Description of problem (please be detailed as possible and provide log snippests): - On shutting down 2 storage nodes of a zone, ceph cluster became unresponsive. ceph commands timed out. - Once the two nodes are up, there were 6 mon pods running. After a while, 5 remained, however 2 of them were running on same node. Version of all relevant components (if applicable): 4.10.5 Does this issue impact your ability to continue to work with the product (please explain in detail what is the user impact)? Yes, blocking the platform to go live Is there any workaround available to the best of your knowledge? No Rate from 1 - 5 the complexity of the scenario you performed that caused this bug (1 - very simple, 5 - very complex)? 2 Can this issue reproducible?

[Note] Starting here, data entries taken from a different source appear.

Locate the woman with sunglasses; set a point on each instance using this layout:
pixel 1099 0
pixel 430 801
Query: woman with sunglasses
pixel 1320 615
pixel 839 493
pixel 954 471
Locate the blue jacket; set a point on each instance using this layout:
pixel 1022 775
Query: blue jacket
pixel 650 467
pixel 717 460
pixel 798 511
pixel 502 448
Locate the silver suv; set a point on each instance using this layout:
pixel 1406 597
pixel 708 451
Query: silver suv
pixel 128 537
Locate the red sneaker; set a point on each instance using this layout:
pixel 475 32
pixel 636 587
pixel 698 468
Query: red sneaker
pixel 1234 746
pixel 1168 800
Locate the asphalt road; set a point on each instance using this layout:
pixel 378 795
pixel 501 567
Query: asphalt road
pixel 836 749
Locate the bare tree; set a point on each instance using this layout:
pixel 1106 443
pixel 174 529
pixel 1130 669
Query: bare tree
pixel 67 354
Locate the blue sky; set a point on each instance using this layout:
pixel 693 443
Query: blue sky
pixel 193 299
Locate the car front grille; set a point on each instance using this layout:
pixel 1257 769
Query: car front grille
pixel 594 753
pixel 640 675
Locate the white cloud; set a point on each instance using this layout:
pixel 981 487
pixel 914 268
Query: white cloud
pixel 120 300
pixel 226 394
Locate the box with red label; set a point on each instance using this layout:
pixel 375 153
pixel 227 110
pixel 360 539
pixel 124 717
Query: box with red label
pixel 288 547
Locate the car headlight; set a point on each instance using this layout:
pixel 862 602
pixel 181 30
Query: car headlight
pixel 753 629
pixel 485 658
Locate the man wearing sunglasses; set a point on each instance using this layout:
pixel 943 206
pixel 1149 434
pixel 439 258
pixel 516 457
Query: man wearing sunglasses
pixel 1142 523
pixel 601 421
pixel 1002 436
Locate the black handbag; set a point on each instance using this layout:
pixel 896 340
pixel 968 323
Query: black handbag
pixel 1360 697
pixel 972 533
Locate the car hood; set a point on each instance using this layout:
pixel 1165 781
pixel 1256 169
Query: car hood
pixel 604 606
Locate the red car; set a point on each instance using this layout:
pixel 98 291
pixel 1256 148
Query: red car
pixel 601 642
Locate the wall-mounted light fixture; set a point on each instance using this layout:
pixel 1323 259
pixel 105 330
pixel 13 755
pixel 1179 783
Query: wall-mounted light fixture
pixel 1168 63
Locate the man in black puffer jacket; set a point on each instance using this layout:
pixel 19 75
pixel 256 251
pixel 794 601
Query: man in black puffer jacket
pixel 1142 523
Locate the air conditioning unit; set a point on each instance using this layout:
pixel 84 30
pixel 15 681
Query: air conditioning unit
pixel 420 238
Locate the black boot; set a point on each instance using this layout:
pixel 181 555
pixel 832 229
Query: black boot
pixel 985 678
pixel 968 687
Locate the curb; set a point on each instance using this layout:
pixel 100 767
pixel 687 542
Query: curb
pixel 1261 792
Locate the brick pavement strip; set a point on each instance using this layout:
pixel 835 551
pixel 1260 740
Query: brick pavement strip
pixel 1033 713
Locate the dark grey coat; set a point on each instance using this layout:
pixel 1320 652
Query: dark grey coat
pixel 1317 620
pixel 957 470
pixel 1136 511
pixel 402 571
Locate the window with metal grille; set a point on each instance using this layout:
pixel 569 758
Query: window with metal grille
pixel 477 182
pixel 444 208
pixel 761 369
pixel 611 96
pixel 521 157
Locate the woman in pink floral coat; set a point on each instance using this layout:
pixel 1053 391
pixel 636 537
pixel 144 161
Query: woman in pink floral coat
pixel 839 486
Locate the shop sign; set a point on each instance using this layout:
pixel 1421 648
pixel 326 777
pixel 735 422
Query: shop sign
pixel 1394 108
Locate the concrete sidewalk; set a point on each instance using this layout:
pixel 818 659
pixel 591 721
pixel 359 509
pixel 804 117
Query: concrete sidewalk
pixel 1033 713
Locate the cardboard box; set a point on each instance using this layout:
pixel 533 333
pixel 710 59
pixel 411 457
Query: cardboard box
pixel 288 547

Yes, in customer's environment Can this issue reproduce from the UI? Yes If this is a regression, please provide more details to justify this: Steps to Reproduce: 1. Deploy ODF stretch cluster 2. Shut down 2 storage nodes from a zone. 3. Ceph commands become unresponsive 4. Bring up 2 nodes 5. 6 mon pods are running 6. After a while, 6th one disappears, now out of 5 mons, 2 mons are running on same node Actual results: ceph cluster unresponsive when nodes were down. 2 mons on one storage node Expected results: - Since more than 50% of ceph nodes are up, ceph cluster should not be unresponsive, commands should not time out - 1 mon pod on each storage node and one on arbiter node. Additional info: In next private comment.
What is the next course of action here. We should consider these fixes for 4.11.z release, given the criticality of the customer and the impact on the project.
Agreed on the critical nature of the backport after the fix is verified on 4.12.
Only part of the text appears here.